Researchers also performed genetic testing, specifically looking for the MTHFR C677T and A1298C variants. These mutations decrease MTHFR enzyme function, causing a rise in homocysteine levels. The increased homocysteine can lead to free radicals that cause oxidative stress, resulting in inflammation and liver damage.
Since vitamin B12 and folic acid levels can affect homocysteine levels, the researchers were surprised to find that the levels of these nutrients didn’t differ much across groups. Still, they did find significantly higher homocysteine levels in the severe NAFLD group than the control and mild NAFLD groups.
As expected, they did find that both the MTHFR C677T and A1298C mutations were more common in NAFLD patients than the healthy control group. Both of these mutations were about equally common in the NAFLD groups.

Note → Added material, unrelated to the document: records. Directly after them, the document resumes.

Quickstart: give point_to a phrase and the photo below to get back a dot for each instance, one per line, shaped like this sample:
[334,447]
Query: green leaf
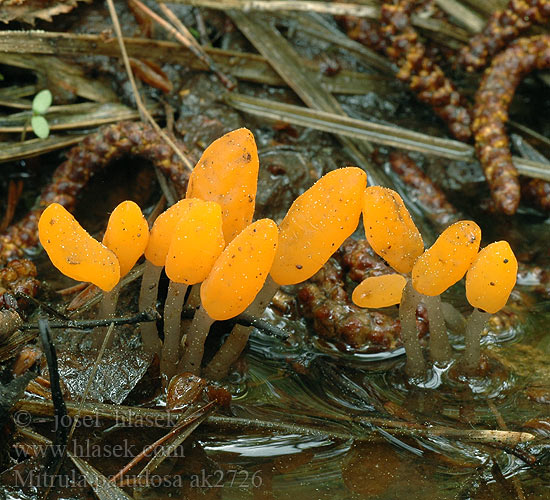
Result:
[41,102]
[40,126]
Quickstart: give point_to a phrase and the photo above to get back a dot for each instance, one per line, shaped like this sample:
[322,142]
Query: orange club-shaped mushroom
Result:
[74,252]
[227,173]
[315,226]
[126,236]
[156,251]
[489,282]
[196,244]
[233,283]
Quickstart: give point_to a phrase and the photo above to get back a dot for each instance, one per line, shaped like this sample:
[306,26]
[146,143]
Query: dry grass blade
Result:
[336,9]
[284,59]
[373,132]
[341,428]
[144,113]
[242,65]
[14,151]
[183,36]
[54,72]
[351,127]
[73,116]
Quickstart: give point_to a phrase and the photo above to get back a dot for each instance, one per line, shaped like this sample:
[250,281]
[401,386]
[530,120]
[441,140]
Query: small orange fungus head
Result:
[163,229]
[127,235]
[227,173]
[317,224]
[74,252]
[240,271]
[389,228]
[196,244]
[492,277]
[379,291]
[448,259]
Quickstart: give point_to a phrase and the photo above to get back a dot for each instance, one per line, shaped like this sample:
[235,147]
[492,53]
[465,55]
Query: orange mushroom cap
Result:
[163,230]
[227,173]
[74,252]
[389,228]
[492,276]
[196,244]
[240,271]
[448,259]
[317,224]
[127,235]
[379,291]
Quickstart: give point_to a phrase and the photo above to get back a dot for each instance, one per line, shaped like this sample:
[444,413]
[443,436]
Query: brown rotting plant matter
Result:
[503,27]
[491,114]
[325,300]
[399,41]
[85,160]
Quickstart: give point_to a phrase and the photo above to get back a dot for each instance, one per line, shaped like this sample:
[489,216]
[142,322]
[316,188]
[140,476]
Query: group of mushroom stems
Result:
[208,242]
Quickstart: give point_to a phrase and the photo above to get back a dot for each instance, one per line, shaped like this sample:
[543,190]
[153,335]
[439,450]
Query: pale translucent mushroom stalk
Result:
[440,347]
[416,365]
[196,244]
[472,339]
[315,226]
[148,299]
[127,235]
[234,282]
[236,341]
[489,283]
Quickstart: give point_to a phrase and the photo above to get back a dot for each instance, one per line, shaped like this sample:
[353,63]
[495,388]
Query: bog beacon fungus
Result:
[233,283]
[74,252]
[314,227]
[196,244]
[156,251]
[437,269]
[126,236]
[227,173]
[379,291]
[489,282]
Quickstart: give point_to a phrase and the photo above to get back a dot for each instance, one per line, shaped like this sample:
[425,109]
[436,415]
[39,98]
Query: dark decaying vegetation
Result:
[239,312]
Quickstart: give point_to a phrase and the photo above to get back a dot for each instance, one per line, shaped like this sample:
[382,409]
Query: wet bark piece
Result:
[85,160]
[326,302]
[491,114]
[398,39]
[421,188]
[502,27]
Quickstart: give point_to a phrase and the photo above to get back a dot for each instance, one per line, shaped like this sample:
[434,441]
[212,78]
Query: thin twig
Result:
[138,415]
[174,432]
[336,9]
[146,116]
[185,38]
[85,324]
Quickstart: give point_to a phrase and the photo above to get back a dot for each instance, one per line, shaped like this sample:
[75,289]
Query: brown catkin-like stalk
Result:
[503,27]
[491,114]
[398,39]
[85,160]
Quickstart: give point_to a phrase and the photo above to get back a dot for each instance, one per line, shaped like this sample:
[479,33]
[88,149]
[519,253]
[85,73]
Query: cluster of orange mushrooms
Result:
[208,238]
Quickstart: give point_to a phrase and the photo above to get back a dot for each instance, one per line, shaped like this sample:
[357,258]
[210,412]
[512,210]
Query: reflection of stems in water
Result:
[138,415]
[416,366]
[440,349]
[472,339]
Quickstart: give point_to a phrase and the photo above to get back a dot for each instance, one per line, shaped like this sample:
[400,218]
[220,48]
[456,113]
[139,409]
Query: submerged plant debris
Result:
[321,405]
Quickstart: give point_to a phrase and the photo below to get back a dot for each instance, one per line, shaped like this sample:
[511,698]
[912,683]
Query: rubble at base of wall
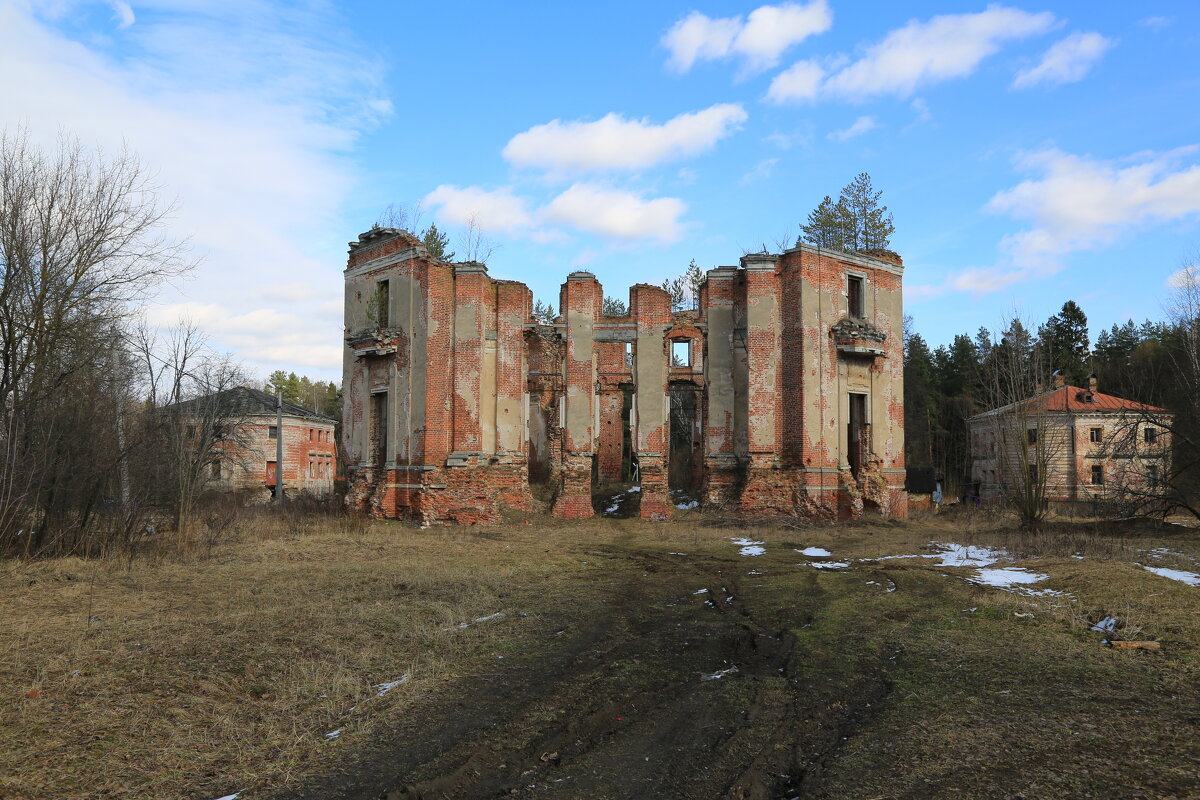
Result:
[475,494]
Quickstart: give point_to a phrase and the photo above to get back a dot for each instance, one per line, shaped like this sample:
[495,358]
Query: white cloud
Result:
[861,126]
[123,13]
[617,214]
[616,143]
[760,41]
[1066,61]
[275,337]
[762,170]
[497,210]
[1080,203]
[921,53]
[799,82]
[243,116]
[1185,278]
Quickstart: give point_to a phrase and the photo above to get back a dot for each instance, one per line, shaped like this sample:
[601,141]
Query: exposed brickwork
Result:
[798,400]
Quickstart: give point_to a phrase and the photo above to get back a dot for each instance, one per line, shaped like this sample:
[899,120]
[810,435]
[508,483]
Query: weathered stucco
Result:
[479,391]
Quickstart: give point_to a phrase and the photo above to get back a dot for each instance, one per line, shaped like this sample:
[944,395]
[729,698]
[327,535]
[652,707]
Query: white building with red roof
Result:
[1075,445]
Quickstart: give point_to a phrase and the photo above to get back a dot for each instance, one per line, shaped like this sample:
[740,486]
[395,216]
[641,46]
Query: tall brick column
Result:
[471,287]
[513,307]
[720,461]
[580,302]
[766,488]
[651,308]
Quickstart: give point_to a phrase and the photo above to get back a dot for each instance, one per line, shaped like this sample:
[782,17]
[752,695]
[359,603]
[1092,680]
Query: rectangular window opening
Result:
[379,427]
[855,296]
[681,353]
[383,304]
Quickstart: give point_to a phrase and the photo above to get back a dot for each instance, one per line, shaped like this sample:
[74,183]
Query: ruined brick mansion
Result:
[780,394]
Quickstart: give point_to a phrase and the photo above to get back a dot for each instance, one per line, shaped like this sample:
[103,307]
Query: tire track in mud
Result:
[629,705]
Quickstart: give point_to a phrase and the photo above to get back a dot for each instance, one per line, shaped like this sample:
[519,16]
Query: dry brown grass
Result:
[198,671]
[175,678]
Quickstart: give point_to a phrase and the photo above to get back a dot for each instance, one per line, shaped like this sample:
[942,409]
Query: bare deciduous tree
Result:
[82,244]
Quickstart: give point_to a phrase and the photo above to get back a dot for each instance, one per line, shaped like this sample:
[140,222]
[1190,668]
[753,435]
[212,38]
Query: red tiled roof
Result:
[1073,398]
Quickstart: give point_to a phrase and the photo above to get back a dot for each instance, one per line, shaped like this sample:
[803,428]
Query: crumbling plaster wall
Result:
[475,386]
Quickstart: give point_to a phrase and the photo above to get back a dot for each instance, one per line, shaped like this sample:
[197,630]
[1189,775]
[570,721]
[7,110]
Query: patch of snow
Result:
[719,674]
[383,689]
[749,547]
[1007,577]
[970,555]
[1189,578]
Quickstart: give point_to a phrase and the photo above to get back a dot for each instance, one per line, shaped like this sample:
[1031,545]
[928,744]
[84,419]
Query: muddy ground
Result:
[687,669]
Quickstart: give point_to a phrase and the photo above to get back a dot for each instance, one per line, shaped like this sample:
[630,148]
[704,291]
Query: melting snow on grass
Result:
[719,674]
[1182,576]
[749,547]
[970,555]
[383,689]
[1011,577]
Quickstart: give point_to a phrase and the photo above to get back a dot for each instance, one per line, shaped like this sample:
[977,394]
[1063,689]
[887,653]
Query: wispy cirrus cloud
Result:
[1068,60]
[921,53]
[246,112]
[757,42]
[612,214]
[857,128]
[616,143]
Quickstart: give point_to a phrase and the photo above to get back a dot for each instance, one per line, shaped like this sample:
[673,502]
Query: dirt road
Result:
[703,675]
[678,687]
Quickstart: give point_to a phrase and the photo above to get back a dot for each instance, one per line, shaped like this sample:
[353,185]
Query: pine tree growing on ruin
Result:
[613,307]
[825,226]
[855,223]
[437,242]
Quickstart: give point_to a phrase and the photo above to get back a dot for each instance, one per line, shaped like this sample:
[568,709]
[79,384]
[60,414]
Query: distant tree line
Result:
[1153,362]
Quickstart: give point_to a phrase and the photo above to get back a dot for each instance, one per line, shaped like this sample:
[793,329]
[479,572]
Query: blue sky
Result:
[1031,152]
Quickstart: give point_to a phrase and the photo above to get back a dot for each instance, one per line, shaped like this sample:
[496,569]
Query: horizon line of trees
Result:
[1153,362]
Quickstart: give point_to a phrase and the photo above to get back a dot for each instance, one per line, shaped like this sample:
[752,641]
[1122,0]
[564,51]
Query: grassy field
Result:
[201,675]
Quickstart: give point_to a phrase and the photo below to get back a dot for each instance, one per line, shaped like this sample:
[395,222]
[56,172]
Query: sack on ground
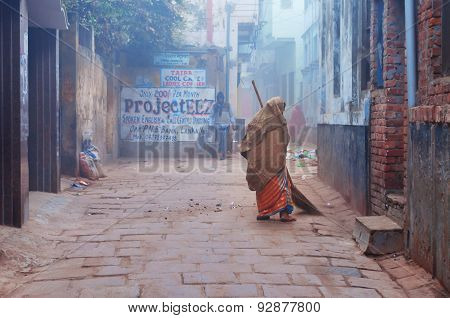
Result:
[88,168]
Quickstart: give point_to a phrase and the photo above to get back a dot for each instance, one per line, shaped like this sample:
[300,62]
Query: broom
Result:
[297,196]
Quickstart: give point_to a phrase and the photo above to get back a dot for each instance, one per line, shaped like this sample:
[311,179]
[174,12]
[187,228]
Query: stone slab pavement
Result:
[184,228]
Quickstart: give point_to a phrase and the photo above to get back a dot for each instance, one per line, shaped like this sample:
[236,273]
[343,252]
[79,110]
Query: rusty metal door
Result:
[13,113]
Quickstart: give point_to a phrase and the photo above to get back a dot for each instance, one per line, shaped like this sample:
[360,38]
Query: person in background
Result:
[222,119]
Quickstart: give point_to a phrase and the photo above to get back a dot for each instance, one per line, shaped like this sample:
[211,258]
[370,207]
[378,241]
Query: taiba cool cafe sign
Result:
[165,114]
[183,78]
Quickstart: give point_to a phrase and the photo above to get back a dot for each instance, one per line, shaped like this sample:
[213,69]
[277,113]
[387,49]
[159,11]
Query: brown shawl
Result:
[265,144]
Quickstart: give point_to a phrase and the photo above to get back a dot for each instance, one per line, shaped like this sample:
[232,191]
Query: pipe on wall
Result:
[410,28]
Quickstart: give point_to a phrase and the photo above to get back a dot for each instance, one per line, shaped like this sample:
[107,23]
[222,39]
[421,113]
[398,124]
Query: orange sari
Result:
[276,196]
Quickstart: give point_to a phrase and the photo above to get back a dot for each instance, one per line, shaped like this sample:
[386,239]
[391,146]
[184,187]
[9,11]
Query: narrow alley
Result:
[183,233]
[258,149]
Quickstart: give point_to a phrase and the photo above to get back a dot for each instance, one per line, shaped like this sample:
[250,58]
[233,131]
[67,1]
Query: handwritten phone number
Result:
[291,306]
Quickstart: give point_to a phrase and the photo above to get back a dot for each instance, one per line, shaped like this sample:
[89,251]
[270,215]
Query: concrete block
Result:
[378,235]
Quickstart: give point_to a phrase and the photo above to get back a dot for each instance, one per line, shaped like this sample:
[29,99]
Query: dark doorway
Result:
[43,143]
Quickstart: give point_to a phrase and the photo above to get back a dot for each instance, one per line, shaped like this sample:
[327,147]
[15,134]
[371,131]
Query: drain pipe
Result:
[410,27]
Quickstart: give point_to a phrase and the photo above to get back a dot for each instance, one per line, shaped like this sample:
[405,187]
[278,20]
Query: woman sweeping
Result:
[265,147]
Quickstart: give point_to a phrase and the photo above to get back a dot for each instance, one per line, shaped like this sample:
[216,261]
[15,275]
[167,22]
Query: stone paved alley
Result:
[192,234]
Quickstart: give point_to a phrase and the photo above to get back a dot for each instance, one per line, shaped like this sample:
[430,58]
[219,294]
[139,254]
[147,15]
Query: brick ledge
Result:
[430,114]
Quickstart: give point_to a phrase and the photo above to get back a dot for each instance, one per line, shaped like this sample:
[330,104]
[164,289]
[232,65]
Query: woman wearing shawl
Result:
[265,147]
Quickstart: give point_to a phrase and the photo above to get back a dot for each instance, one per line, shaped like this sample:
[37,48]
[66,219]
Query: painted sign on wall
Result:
[171,59]
[164,114]
[183,78]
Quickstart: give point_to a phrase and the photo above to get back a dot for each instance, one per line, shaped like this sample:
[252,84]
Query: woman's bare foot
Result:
[286,218]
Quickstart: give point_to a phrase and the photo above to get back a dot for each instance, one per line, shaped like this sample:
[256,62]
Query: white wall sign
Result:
[183,78]
[171,59]
[164,114]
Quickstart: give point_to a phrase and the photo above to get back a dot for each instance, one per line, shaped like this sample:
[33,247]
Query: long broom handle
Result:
[257,94]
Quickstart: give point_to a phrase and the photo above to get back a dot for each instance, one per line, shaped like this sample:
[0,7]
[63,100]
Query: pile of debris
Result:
[90,164]
[303,157]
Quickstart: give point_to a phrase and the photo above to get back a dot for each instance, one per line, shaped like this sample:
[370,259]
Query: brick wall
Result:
[388,112]
[433,96]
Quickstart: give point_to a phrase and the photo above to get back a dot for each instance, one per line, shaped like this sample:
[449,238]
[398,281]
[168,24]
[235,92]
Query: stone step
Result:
[378,235]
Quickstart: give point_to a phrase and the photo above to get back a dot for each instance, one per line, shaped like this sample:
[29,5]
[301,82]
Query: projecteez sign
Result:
[164,114]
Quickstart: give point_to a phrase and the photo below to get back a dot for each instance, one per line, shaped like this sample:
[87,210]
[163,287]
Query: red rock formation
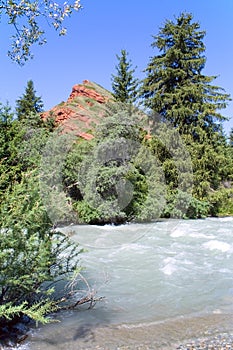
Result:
[82,110]
[80,90]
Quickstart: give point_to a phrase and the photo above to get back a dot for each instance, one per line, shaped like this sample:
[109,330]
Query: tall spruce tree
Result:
[124,85]
[29,104]
[175,86]
[231,137]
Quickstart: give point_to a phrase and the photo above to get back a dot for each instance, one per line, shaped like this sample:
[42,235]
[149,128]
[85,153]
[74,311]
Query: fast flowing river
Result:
[163,283]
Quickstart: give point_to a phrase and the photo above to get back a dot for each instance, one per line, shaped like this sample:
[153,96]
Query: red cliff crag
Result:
[82,111]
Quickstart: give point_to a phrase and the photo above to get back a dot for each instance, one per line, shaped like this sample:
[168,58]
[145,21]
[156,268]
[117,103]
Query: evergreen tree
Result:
[29,104]
[231,137]
[124,85]
[175,86]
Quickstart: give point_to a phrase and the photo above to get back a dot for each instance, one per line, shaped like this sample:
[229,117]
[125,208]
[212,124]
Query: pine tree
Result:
[175,86]
[124,85]
[231,137]
[29,104]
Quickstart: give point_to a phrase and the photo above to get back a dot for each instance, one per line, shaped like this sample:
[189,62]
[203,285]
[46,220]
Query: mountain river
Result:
[163,283]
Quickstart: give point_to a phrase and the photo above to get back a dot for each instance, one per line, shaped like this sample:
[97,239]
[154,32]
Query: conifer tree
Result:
[175,86]
[124,85]
[231,137]
[29,104]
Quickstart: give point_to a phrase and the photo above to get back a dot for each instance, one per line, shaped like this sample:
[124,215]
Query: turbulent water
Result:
[163,282]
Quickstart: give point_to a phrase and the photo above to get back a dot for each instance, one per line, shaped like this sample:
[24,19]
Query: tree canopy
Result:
[175,86]
[25,17]
[124,84]
[29,104]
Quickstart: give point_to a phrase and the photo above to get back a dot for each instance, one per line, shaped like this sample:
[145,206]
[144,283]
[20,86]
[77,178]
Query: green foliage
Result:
[116,178]
[175,86]
[124,85]
[29,104]
[31,252]
[221,202]
[182,205]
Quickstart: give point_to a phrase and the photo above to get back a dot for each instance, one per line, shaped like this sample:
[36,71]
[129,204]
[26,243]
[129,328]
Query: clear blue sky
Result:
[100,30]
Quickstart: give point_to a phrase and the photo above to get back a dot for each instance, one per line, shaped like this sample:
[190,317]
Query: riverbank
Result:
[213,331]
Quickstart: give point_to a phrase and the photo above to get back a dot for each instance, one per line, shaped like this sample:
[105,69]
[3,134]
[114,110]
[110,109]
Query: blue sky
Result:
[99,31]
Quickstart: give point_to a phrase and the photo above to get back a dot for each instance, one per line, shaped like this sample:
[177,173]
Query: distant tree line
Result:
[160,151]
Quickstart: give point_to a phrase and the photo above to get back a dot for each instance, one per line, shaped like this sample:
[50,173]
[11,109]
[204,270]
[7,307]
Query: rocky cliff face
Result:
[82,111]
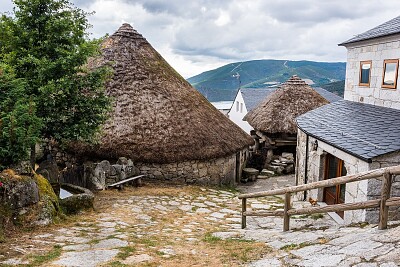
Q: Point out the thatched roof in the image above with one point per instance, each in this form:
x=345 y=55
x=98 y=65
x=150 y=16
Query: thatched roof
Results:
x=157 y=115
x=277 y=113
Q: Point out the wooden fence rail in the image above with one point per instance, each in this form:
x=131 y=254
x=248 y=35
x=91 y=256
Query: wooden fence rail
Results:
x=383 y=203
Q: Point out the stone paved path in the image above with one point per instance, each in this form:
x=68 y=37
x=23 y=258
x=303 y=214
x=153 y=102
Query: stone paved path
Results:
x=168 y=226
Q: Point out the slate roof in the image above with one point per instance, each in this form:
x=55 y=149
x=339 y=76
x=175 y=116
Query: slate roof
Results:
x=253 y=96
x=331 y=97
x=362 y=130
x=388 y=28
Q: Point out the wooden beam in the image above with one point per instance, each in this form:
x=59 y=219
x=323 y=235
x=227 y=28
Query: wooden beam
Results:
x=244 y=207
x=264 y=213
x=126 y=180
x=326 y=183
x=337 y=207
x=286 y=216
x=385 y=194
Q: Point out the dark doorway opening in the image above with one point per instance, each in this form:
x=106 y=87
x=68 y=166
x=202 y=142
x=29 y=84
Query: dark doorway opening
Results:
x=334 y=167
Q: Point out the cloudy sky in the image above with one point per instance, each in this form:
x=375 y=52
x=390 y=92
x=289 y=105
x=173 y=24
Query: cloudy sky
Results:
x=199 y=35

While this most recent study does supports one prior study, the literature on correlations between these MTHFR variants and NAFLD has been inconclusive, possibly due in part to different techniques. Still, the authors use previous research to speculate that insulin may be involved in the link between elevated homocysteine and FLD. Insulin is a common factor in metabolic disorders, and there’s evidence that NAFLD is linked to metabolic syndrome. Insulin has been shown to affect homocysteine processing in rats, and in a study of obese adolescents, insulin levels were significantly higher in kids with a homozygous (double) C677T mutation.
This particular study is limited by the fact that lifestyle factors affecting homocysteine levels – such as smoking and exercise – weren’t asked of participants. While a link is suggested, more and larger studies can help clarify the role of MTHFR gene mutations in NAFLD. In the meantime, a simple genetic test can help doctors determine who may be susceptible. Advising those patients to make lifestyle changes early on can reduce their future risk of fatty liver disease.